A few things that are required for every major goal in life:
- Commitment- If you took the initial steps I described above, it has to be assumed that you were, at least at one point, committed to your goal. You are now in a situation where you need to re-commit to that goal, including making a pledge to yourself to doing what's necessary to accomplish it.
- Support Structure- Your support structure includes your family, co-workers and employer, your coach and your friends and training partners. You need to communicate with them so that they can fulfill their roles as your support team. Tell them what's going on and what's gotten you stopped. Let them help you figure out how to get moving again.
- Flexibility- I can't remember ever seeing a plan for a significant goal that has been accomplished without some bumps in the road. You have to be willing to acknowledge the barrier, recognize it for what it is and make adjustments to your plan.

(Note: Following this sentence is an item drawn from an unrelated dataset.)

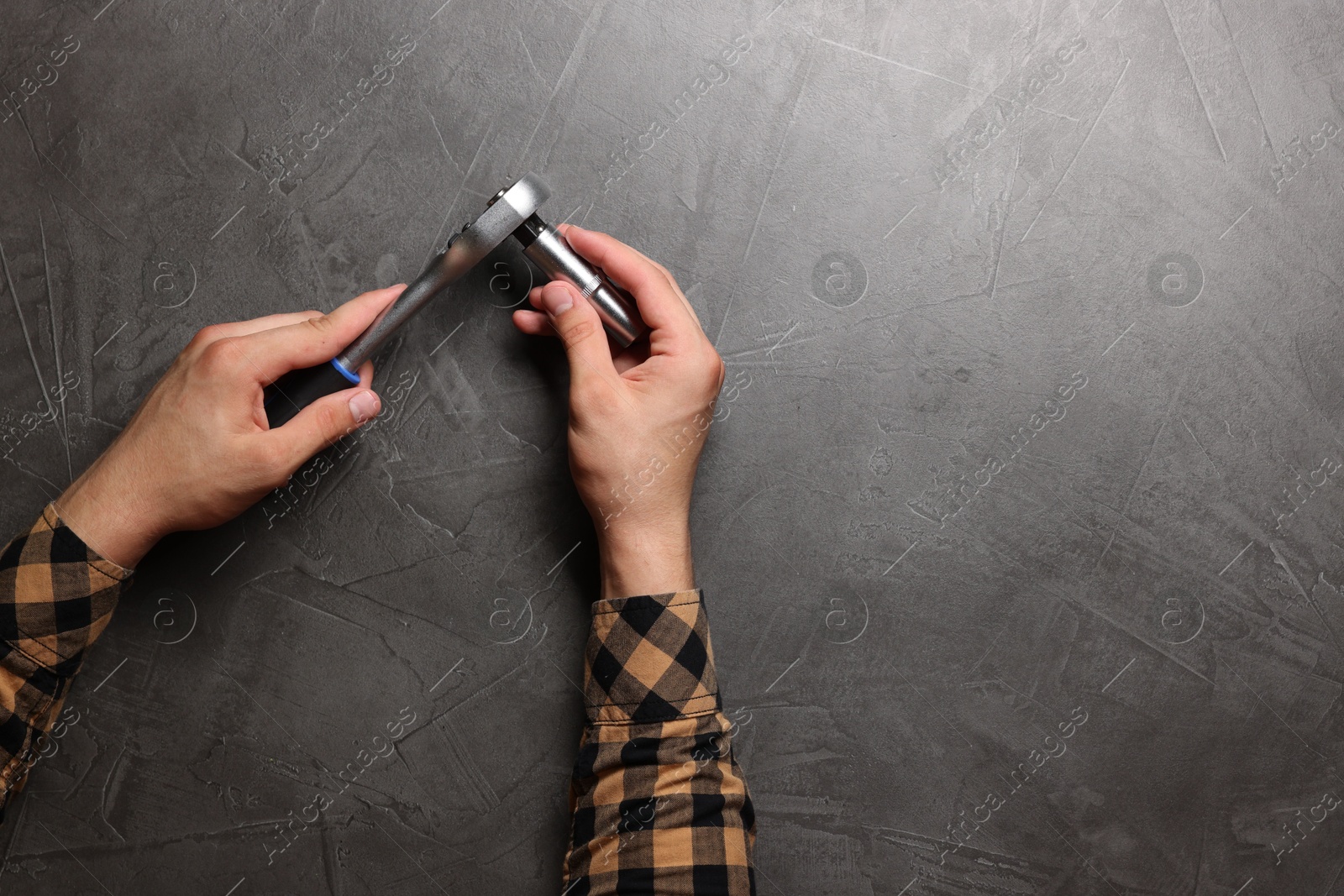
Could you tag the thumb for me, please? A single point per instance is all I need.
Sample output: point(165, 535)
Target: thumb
point(326, 422)
point(580, 328)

For younger athletes, you de-train more slowly than older athletes, so if you're just off the plan for a few days, it's likely that you can just pick up the plan from where you are. Do not try to make up the training days that you missed. The most you should do is look to see if there are any key workouts that you missed that you may want to replace the current days plan with. Take a hard look a this and if you have a coach, speak to your coach about it. Sometimes doing this will throw your coming week's training off balance. For older athletes, who de-train faster, and for everyone who may have fallen off their plan for more than a few days, you'll need to make adjustments in order to safely re-enter your training.
Work with your coach if you have one. If not take a look at the following:
- Are you still able to dedicate the same number of hours per week to training as you initially thought? Be realistic. You may have been overly optimistic at the beginning, or perhaps your circumstances have changed. Much of your training can be done on the weekends, or days off, with shorter training days during work days. You should plan a minimum of 5 days per week to train at the iron or half iron distance level (assuming your goal is to finish the event with a respectable time) and 4 days per week for sprint or Olympic distances. How many hours can you devote each day?

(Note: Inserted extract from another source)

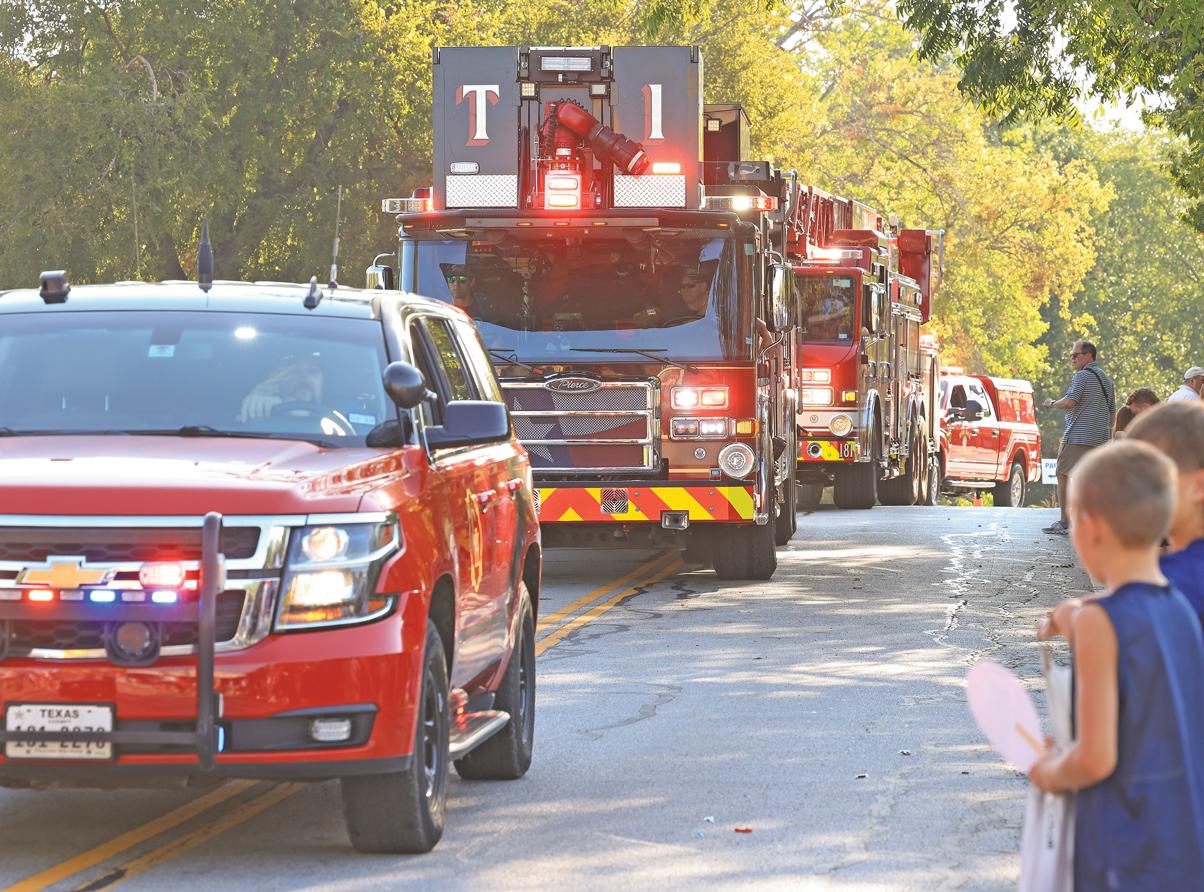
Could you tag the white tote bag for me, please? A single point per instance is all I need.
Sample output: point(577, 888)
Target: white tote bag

- Use the time available wisely. My strong recommendation is to not just go out to swim, ride or run, but to have a specific purpose for each workout. Doing this will help minimize the number of hours you need to train. Just going out to cycle 4 times a week may help build your endurance base, but you'll use a whole lot more hours doing so. Using the appropriate drills for skills development and intervals for base building will get you to your goal in fewer hours.
- Did you just not get your plan started on target and at this point are lost trying to figure out how to catch up? Again, your coach will help you reshuffle the schedule to get you back on track. But if you're doing it yourself, start at where you left off and build a structure from there. Perhaps you can ramp up your volume a bit faster than your initial plan called for in order to catch up (but be very careful with this to monitor how you're body is responding to avoid injury or illness). Be sure to allow for sufficient rest and recovery (you get stronger when you're resting, not when you're working hard)
- Finally, bear your limiters in mind. If swimming is your weakest event, be sure to reshuffle your training plan in a way that doesn't eliminate swim training. If cycling hills is your weakness, focus on power and hill climbing. Your weakness is where you want to concentrate as you rebuild your plan!